Given three positive semi-definite matrices $A, B, C$. Show $\operatorname{Tr}(AB) \leq \operatorname{Tr}(AC)$ where $B \preceq C$?
This inequality is the matrix form of multiplying a positive number to both sides of an equality.
My attempt:
Since $A$ is P.S.D $A=A^{1/2}A^{1/2}$ so $\text{Tr}(AB)=\text{Tr}(A^{1/2}BA^{1/2})$, I need to show $\text{Tr}(A^{1/2}BA^{1/2}) \leq \text{Tr}(A^{1/2}CA^{1/2})$ using $B \preceq C$ which I stuck.
Also, if you can show it differently please add that method as well but please first complete my answer.
Best Answer
Your first step is good.
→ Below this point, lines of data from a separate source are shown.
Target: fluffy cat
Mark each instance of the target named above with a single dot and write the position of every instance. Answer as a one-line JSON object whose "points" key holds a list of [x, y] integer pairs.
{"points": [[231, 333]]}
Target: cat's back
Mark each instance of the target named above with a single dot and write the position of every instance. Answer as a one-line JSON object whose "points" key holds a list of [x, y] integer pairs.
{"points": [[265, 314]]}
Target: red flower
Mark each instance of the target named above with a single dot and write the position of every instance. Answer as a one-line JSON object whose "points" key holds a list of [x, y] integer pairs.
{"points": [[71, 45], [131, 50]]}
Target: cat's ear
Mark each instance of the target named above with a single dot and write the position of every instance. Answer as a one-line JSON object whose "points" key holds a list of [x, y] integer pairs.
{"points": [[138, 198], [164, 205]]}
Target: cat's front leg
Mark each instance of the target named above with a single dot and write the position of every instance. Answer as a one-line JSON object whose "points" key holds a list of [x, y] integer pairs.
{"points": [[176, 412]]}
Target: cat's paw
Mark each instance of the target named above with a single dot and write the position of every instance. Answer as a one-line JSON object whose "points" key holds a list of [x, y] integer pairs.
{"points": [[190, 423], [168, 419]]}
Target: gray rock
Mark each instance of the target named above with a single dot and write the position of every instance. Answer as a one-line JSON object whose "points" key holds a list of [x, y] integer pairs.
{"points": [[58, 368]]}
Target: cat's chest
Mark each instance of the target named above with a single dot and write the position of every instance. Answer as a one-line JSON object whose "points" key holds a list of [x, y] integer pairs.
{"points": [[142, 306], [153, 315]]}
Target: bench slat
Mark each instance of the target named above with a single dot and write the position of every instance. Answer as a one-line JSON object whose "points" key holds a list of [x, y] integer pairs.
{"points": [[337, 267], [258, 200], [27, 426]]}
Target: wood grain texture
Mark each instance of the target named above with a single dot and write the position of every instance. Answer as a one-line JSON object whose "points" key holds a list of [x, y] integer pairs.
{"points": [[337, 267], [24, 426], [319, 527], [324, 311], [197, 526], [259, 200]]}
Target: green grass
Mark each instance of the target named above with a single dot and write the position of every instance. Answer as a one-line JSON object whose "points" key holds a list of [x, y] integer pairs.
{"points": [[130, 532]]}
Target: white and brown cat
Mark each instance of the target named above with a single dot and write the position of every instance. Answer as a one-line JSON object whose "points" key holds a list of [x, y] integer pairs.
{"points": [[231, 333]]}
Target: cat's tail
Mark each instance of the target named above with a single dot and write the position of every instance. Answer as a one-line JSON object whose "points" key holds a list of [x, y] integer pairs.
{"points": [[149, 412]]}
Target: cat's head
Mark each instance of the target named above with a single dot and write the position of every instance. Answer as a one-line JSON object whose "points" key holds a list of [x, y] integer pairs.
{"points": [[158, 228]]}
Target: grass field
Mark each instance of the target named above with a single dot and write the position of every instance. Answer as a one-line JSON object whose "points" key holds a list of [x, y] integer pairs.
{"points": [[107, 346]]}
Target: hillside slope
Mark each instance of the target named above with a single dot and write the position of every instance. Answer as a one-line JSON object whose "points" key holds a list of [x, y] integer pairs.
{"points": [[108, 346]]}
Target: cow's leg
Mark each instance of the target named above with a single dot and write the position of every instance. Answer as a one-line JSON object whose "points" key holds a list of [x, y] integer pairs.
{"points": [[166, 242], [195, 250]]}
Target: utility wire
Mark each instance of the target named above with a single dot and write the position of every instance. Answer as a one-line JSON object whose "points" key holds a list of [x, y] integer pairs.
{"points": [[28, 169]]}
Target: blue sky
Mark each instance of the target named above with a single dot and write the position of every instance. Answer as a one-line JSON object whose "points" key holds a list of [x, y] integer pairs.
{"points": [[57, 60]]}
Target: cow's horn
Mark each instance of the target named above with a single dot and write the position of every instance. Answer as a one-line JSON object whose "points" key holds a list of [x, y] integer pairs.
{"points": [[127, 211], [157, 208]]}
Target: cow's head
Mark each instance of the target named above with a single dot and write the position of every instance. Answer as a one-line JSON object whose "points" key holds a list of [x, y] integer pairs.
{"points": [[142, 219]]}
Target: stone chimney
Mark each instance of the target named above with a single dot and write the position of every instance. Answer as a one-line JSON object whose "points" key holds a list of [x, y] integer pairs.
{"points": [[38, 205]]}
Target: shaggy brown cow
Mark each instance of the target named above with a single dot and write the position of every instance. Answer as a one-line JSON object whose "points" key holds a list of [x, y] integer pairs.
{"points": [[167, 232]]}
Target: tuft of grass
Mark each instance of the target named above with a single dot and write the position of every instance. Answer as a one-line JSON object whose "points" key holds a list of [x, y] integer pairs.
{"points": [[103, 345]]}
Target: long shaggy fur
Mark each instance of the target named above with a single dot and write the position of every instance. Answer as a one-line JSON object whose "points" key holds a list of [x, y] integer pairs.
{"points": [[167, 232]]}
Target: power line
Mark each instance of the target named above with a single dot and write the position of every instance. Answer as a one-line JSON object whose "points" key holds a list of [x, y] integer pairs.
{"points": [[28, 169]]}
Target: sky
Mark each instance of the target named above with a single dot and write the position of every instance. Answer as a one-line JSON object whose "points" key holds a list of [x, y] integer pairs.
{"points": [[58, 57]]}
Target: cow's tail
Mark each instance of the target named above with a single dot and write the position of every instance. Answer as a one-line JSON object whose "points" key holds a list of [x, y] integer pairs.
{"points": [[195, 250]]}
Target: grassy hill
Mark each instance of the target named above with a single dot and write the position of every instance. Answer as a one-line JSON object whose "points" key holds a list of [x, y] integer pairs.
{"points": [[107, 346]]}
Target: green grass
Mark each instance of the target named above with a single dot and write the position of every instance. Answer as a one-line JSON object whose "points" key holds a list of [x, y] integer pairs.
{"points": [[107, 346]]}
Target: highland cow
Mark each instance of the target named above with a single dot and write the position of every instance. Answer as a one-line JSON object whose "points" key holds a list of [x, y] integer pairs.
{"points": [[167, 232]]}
Since $$ x^H A^{1/2}BA^{1/2} x=(A^{1/2} x)^HB(A^{1/2} x)\leq (A^{1/2}x)^H C(A^{1/2} x)=x^{H}A^{1/2}C A^{1/2} x, $$ we have $A^{1/2}BA^{1/2}\preceq A^{1/2}CA^{1/2}$. Thus $$ \mathrm{Tr}(A^{1/2}BA^{1/2})=\sum_{k=1}^n e_k^H A^{1/2}BA^{1/2} e_k\leq \sum_{k=1}^n e_k^H A^{1/2}CA^{1/2} e_k=\mathrm{Tr}(A^{1/2}CA^{1/2}), $$ where $(e_1,\dots,e_n)$ is an orthonormal basis of $\mathbb{C}^n$.